No suelo merodear por este foro porqué mis conocimientos gramaticales son bastante limitados. Es por esto que quiero preguntaros si esto que me han mandado hoy es correcto:

*
**LECCIÓN** DE** GRAMÁTICA** 
Un poco de gramática bien explicada.**
*​
* **
¿PRESIDENTE o PRESIDENTA?**
**
En español existen los participios activos como derivados de los tiempos verbales.**
*
*El participio activo del verbo atacar, es atacante; el de salir, es saliente; el de cantar, es cantante; el de existir, existente. *
*¿Cuál es el participio activo del verbo ser?**
**
El participio activo del verbo ser, es "el ente". ¿Qué es el ente?.**
**
Quiere decir "que tiene entidad".
Por ese motivo, cuando queremos nombrar a la persona que denota capacidad de ejercer la acción que expresa el verbo, se le agrega al final "-nte".**
**
Por lo tanto, a la persona que preside se le dice presidente, no presidenta, independientemente del sexo que esa persona tenga.**
**
Se dice capilla ardiente, no ardienta; se dice estudiante, no  estudianta; se dice paciente, no pacienta; se dice dirigente y no dirigenta.**
**
Nuestros políticos -y muchos periodistas- no sólo hacen un mal uso del lenguaje por motivos ideológicos, sino por ignorancia de la gramática de la lengua española.*


Por adelantado muchísimas gracias por vuestras explicaciones.

Saludos, t.


----------



## zalacain56

Hola:
Yo opino que ambas son válidas, así lo reconoce el diccionario panhispánico de dudas. Una cosa es la historia de la lengua y otra cosa es el uso que el pueblo hace de esa lengua. Afortunadamente (en mi opinión) la tendencia de las academias actualmente es aprobar lo que está generalizado de frma mayoritaria, independientemente de su origen correcto o no. Por eso, la forma presidenta es correcta. Aquí te incluyo lo que dice el diccionario panhispánico:
*presidente*. ‘Persona que preside algo’ y, en una república, ‘jefe del Estado’. Por su terminación, puede funcionar como común en cuanto al género (_el/la presidente; _→</SPAN> género2, 1a y 3c): _«La designación de la presidente interina logró aplacar la tensión»_ (_Clarín_ [Arg.] 10.2.97); pero el uso mayoritario ha consolidado el femenino específico _presidenta:_ _«Tatiana, la presidenta del Comité, no le dejaba el menor espacio»_ (ÁlvzGil _Naufragios_ [Cuba 2002]). Sobre su escritura con mayúscula o minúscula inicial, →</SPAN> mayúsculas, 4.31 y 6.9.
Espero que te sirva. Un saludo


----------



## Yuturna

Buenas noches:

La RAE lo explica aquí: http://buscon.rae.es/dpdI/SrvltConsulta?lema=presidenta en el 3.c


----------



## flljob

Hay que recordarles que existen _gobernanta_ y _parienta_.

Ya saldrán más.

Saludos


----------



## Yuturna

Tienes razón flljob, pero justo en esos casos en femenino tienen un significado distinto que en masculino.
La gobernanta es la "jefe" de limpieza en un hotel y "parienta", al menos en España, es una forma bastante coloquial de llamar a la esposa. No se utiliza en masculino con el mismo sentido.


----------



## flljob

Tienes razón, y es algo que iba a comentar (el cambio de significado), pero se me olvidó.
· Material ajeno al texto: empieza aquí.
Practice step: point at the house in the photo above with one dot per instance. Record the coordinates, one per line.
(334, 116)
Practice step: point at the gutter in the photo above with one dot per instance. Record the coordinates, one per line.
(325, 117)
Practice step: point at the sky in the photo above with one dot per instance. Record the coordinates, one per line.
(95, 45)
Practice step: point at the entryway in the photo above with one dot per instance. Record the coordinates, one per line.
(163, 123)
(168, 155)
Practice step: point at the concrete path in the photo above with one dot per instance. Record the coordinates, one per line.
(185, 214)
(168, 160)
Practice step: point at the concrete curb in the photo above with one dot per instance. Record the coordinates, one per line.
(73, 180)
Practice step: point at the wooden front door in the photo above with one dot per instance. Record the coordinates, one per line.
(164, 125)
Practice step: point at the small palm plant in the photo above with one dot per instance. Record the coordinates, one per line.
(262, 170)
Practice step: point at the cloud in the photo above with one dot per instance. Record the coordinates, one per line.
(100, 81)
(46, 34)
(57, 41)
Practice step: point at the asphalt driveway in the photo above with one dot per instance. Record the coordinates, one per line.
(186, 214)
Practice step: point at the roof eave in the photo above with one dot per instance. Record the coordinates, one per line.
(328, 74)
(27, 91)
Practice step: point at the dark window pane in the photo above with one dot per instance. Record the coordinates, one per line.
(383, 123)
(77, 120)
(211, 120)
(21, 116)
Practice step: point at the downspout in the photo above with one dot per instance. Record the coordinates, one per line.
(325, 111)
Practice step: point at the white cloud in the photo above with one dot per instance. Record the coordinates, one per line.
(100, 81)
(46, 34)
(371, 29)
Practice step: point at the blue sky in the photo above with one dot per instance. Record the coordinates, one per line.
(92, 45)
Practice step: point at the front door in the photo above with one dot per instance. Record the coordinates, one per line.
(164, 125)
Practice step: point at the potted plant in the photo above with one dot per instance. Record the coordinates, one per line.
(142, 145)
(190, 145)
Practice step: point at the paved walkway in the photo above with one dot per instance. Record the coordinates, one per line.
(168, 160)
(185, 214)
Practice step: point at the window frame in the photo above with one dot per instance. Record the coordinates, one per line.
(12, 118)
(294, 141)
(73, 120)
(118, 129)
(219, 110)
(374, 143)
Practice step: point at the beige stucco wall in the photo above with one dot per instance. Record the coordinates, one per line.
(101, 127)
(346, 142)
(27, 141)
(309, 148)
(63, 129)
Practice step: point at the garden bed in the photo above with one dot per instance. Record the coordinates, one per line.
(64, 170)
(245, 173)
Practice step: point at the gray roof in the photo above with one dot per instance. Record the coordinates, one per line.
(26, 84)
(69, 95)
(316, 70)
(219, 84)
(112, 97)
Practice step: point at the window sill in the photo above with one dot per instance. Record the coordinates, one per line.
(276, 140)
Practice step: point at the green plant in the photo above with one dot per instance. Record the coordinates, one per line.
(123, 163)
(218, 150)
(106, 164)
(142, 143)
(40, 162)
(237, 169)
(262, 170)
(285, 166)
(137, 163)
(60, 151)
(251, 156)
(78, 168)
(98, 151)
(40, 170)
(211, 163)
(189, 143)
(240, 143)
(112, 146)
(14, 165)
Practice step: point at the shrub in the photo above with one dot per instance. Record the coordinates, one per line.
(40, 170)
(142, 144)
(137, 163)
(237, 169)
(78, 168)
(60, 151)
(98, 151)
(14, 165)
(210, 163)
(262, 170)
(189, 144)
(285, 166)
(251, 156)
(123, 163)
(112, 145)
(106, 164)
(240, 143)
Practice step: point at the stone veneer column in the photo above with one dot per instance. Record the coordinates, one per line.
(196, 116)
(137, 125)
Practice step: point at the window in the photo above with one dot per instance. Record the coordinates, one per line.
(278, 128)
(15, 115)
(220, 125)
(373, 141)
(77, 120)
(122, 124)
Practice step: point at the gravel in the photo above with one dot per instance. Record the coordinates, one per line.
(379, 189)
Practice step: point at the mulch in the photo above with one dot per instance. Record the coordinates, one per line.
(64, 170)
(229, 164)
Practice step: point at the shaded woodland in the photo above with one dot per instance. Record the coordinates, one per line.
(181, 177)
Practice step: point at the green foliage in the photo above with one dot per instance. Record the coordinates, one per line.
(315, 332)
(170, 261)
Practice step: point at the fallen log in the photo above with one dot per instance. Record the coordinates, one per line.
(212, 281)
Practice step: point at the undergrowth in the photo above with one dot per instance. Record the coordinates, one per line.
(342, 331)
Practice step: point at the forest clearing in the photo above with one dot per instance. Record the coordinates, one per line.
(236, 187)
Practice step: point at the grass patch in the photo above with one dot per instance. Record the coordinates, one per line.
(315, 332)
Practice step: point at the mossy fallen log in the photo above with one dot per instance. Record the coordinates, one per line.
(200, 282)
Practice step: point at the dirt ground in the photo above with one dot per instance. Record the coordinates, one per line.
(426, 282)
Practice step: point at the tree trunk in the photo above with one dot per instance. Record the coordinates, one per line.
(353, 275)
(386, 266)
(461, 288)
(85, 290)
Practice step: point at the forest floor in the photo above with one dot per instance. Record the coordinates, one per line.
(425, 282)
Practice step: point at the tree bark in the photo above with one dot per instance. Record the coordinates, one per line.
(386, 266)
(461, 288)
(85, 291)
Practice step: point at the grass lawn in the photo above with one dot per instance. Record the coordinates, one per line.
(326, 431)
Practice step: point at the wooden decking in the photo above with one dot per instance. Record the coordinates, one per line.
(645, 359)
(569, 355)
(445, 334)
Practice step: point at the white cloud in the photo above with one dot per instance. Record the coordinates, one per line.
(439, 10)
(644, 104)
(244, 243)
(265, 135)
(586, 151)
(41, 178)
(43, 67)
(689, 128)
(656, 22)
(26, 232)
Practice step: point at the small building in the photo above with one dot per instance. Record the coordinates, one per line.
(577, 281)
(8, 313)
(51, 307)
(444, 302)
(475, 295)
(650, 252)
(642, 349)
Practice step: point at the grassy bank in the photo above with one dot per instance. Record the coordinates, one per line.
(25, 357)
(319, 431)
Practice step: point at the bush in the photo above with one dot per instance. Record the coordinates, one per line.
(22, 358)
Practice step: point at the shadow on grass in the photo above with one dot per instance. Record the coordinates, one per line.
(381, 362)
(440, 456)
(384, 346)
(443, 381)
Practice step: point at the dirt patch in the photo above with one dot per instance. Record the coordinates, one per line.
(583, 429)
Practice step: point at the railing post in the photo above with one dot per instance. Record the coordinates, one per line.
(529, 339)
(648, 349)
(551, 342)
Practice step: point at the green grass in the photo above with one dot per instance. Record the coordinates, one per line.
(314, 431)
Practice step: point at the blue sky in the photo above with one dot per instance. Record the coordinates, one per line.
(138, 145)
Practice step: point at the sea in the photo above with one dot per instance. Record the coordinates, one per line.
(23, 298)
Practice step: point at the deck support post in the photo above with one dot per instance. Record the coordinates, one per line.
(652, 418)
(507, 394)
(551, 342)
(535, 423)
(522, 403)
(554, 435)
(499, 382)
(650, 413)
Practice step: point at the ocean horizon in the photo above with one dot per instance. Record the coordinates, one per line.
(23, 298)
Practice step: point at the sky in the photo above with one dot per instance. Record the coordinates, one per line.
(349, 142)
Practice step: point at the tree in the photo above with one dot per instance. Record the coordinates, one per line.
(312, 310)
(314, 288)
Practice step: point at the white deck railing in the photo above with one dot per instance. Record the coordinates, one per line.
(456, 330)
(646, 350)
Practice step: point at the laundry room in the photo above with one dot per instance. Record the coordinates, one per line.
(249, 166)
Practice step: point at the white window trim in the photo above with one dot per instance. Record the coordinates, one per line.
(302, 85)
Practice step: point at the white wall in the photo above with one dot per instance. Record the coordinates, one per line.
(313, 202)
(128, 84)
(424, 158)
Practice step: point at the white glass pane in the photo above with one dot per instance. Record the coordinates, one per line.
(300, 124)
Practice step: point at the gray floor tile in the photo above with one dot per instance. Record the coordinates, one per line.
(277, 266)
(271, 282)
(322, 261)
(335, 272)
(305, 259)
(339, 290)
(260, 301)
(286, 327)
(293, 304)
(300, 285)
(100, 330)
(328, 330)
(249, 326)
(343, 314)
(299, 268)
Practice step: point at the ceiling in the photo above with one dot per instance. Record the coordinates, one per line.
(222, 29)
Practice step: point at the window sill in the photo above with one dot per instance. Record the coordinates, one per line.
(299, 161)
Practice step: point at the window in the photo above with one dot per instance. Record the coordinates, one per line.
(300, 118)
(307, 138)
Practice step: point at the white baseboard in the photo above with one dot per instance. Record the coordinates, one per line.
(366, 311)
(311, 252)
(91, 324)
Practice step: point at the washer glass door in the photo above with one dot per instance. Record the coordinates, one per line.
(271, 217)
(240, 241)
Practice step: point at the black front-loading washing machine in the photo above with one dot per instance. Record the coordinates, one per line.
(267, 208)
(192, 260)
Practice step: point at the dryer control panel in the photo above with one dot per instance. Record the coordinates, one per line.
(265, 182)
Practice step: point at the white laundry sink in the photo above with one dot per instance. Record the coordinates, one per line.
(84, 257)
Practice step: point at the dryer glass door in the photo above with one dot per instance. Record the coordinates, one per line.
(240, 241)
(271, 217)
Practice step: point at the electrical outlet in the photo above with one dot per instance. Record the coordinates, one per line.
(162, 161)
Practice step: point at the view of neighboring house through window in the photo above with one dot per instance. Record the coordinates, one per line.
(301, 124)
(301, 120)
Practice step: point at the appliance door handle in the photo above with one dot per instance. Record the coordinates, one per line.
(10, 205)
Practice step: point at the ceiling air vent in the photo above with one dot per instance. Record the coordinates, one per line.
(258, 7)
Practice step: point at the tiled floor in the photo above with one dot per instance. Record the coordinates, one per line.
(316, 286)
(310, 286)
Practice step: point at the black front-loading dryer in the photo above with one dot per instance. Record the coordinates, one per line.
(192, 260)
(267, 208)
Y ¡cuidado!, que ya empecé a oír que hay miembros y miembr*a*s (_sic_) de una mesa directiva.

Saludos


----------



## ManPaisa

Del DRAE:
*-nte**.*


*1. *suf. Forma adjetivos verbales, llamados tradicionalmente participios activos. Toma la forma *-ante* cuando el verbo base es de la primera conjugación, *-ente* o *-iente,* si es de la segunda o tercera. Significa 'que ejecuta la acción expresada por la base'. _Agobiante, veraneante, absorbente, dirigente, dependiente, crujiente._ Muchos de estos adjetivos suelen sustantivarse, y algunos se han lexicalizado como sustantivos y han generado, a veces, una forma femenina en *-nta.* _Dirigente, dependiente, dependienta._


----------



## Yuturna

¡¡Aaaghhh!! ¡flljob, no me recuerdes las meteduras de pata de nuestra Ministra de Igualdad! ¡eso son patadas al diccionario y lo demás, tonterías!


----------



## ManPaisa

flljob said:


> Y ¡cuidado!, que ya empecé a oír que hay miembros y miembr*a*s (_sic_) de una mesa directiva.


 
Dentro de poco los hombres tendrán *miembros viriles* y las mujeres *miembras femeniles.*


----------



## flljob

Yuturna said:


> ¡¡Aaaghhh!! ¡flljob, no me recuerdes las meteduras de pata de nuestra Ministra de Igualdad! ¡eso son patadas al diccionario y lo demás, tonterías!


 
Yo no lo oí de la Ministra, lo oí en la Universidad Nacional Autónoma de México.

Saludos


----------



## Vampiro

ManPaisa said:


> Dentro de poco los hombres tendrán *miembros viriles* y las mujeres *miembras femeniles.*


Yo discrepo de ese concepto, porque en términos generales la miembra es más corta que el miembro y por lo tanto no pueden ser sinónimos.
Saludos.
_


----------



## Valeria Mesalina

El cambiar sistemáticamente el género a las palabras que no lo tienen me parece una soberana gilipollez. No obedece a ninguna regla gramatical ni a una evolución normal del lenguaje - que normalmente tiende a la economía. Es simplemente una tendencia que nos imponen: hay que ser políticamente correctos toda costa. Incluso a costa del sentido común.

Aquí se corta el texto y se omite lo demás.